Assuming I needed a current ID, as much as having one, I just automatically showed my expired license along with the temp to the counter person at  check-in. No snags, not a hiccup. Next,  I handed a  security person just my  license, he said while I was in the middle of fishing for the temp, it was expired.

Yet when I offered him my temp, waved it away with, telling me, naw it’s cool. He could’ve been doing this to keep the line moving, or he’d thought since I offered it, chances are I had it, so the risk I didn’t was slighter. I’d spent 7.5 hours at the DMV because of this, so you can imagine I’d kick the tires a bit,

However, I put it to the test going through security for the return flight. When the TSA asked for my ID, I only gave him my expired one. While he also pointed out it was expired, but when I asked if he wanted to see the temp, what did he say? “Naw. You’re allowed to travel on an expired ID for up to a year.”

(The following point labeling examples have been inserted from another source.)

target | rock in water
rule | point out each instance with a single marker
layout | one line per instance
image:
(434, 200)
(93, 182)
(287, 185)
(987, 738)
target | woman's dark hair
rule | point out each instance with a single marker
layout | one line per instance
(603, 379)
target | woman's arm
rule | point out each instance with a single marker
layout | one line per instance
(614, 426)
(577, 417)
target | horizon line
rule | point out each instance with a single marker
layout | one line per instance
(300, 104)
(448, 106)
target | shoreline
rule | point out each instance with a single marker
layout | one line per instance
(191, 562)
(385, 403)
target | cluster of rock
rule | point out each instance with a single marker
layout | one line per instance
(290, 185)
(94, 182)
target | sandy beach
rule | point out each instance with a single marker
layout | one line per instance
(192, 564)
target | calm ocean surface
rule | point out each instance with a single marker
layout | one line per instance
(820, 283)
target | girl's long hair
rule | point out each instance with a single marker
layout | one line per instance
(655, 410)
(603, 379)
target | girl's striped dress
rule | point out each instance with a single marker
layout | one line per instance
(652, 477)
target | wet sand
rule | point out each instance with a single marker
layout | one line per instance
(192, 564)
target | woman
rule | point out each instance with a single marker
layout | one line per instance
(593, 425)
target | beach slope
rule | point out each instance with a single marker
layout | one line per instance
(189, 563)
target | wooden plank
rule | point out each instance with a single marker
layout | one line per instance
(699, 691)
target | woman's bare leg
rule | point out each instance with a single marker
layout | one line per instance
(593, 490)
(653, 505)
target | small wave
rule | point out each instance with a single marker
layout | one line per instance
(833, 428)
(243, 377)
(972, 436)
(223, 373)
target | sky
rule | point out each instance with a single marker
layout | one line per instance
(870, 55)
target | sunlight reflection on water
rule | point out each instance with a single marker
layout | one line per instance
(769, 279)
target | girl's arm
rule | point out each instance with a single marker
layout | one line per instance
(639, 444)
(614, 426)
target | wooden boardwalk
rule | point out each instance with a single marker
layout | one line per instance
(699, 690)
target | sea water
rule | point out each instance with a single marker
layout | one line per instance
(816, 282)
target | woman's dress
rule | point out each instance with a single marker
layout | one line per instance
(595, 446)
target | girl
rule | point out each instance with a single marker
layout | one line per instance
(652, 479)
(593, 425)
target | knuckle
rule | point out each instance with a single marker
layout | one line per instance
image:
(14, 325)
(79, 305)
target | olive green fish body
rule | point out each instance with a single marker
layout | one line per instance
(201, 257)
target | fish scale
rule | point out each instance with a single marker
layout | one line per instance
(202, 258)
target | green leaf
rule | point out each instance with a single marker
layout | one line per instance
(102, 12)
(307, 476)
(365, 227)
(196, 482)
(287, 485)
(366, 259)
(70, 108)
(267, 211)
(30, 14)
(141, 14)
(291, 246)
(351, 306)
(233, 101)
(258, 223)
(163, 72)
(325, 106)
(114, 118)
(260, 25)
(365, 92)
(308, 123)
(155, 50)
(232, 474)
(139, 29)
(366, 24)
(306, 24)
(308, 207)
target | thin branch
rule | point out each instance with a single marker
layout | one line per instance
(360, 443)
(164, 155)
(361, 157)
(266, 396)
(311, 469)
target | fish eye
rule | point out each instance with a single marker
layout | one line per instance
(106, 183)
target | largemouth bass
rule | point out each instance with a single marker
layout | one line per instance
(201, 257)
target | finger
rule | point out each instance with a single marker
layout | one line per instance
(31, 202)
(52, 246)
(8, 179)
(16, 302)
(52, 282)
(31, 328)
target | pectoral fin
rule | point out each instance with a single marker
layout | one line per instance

Of course, my first thought was, I didn’t have to spend 7.5 hours at the DMV after all. But at the same time I  knew I really actually had to. I mean, my driver’s license had expired. I was deceiving myself thinking it was up for debate. Still I realize if I’d known I could’ve travel with an expired license, I would’ve done that. And I’d be returning home to the insanity and stress of driving without a valid license–and valid registration. But crazier still, if I hadn’t already dealt with it, I  wouldn’t have immediately taken care of it now. I’d probably have to get my car impounded, before I finally actually dealt with it. And even then I couldn’t say for certain.

What’s the lesson? You want something? Stay on top of the shit in front of you, because otherwise, that shit will stay on top of you, preventing you from getting something you really want.

Because, are you really going to give up on what you find meaningful or want to do?

I also realized something else interesting recently. I’m a drummer—I play drums. I couldn’t say this before. Not without qualifying it. I’d say, I’m learning to play drums, because it gave me an out. Not because I’m terrible—though I’ll be the first to admit, I suck. Really, it’s not about that, but my taking ownership that I play. Drumming was the first thing that meant a lot to me, that I let myself suck at. This doesn’t mean I didn’t suck at past things, but I just didn’t let myself be aware that I was. So while I didn’t suck at many things—it was because I didn’t pursue many things to suck at.

But this isn’t what I realized, this was just background.

So, recently I was playing music—jamming, with a friend—another middle age man, in similar profession. Between songs we were getting stupid, and I said, “I could totally be a great drummer. I just have to develop finer motor skills and have command over muscle memory.” I slowed while the flow of stupidity continued without me. You know, I realized, that’s a good point. And true. I mean, yeah, mastering motor skills and muscle memory is a tall order. But no taller than my making the effort, right?